The government has come under fire over the barracks poor conditions, where at least 120 people tested positive for COVID-19. Moreover, residents have been on hunger strikes and even attempted suicide.
Earlier this month, six asylum seekers who had been housed in the Napier barracks won the right to challenge the use of the site in a full court hearing. They argue that the conditions there are a breach of human rights.
Abuse Claims
According to a joint media investigation by The Observer newspaper and ITV, staff in the hotels have threatened asylum seekers that the police will be called if they leave. The Guardian, referring to the investigation, reports that further allegations include claims that “women have been sexually exploited inside hotels,” while others say “they feel unsafe.”
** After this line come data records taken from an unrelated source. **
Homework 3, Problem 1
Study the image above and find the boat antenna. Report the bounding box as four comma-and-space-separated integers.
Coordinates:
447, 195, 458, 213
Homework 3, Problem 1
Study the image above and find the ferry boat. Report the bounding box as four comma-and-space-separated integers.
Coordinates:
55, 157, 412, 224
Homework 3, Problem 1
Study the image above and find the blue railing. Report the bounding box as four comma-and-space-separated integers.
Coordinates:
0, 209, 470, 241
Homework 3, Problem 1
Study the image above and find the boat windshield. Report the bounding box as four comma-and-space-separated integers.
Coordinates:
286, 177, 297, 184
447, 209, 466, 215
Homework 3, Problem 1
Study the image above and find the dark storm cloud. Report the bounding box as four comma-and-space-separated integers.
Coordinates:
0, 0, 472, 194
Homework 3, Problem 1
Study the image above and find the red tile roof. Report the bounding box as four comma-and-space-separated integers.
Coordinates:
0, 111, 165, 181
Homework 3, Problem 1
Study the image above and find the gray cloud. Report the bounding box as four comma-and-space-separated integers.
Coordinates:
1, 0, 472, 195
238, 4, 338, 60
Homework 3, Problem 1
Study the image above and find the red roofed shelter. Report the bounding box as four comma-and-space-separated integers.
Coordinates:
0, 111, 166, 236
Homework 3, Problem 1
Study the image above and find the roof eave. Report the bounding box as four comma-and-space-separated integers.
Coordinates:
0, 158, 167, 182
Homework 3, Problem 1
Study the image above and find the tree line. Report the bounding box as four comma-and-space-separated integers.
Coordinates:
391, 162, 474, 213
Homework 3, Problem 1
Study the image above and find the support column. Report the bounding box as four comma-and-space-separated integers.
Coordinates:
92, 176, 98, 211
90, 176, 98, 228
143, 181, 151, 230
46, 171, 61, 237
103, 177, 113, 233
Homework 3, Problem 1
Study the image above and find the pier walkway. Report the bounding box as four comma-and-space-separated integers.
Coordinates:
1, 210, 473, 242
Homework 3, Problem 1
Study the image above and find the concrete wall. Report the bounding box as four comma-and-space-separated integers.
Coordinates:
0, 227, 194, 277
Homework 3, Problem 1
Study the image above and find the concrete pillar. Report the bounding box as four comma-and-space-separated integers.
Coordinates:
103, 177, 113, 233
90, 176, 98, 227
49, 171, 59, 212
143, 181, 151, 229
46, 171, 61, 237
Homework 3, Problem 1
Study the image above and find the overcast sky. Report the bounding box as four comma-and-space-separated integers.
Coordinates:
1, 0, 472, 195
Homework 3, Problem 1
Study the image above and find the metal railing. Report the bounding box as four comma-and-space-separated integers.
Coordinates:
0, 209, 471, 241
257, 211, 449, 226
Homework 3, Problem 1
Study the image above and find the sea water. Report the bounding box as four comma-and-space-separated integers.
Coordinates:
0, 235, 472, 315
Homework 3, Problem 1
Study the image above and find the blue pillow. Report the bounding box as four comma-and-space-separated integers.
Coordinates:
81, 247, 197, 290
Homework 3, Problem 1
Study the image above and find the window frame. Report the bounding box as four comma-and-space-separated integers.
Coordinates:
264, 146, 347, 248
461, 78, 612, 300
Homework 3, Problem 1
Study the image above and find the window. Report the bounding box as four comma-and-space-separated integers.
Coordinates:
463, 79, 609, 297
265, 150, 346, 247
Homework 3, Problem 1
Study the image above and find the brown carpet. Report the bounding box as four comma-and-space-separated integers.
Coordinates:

Quoted in The Guardian, Maddie Harris from the Humans for Rights Network, a group documenting rights violations against asylum seekers, said there had been claims “from a reliable source that women were being abused in a London hotel.”
ITV interviewed one asylum seeker staying in a hotel in the city who had fled persecution in Iran, who said they were being kept “like criminals. Everyday we are getting sicker and worse, both mentally and physically,” he said.
On the weekend, Clearsprings Ready Homes said it would “fully investigate” allegations but “rebutted any suggestion that concerns around safety or security raised were not taken seriously,” The Guardian reports.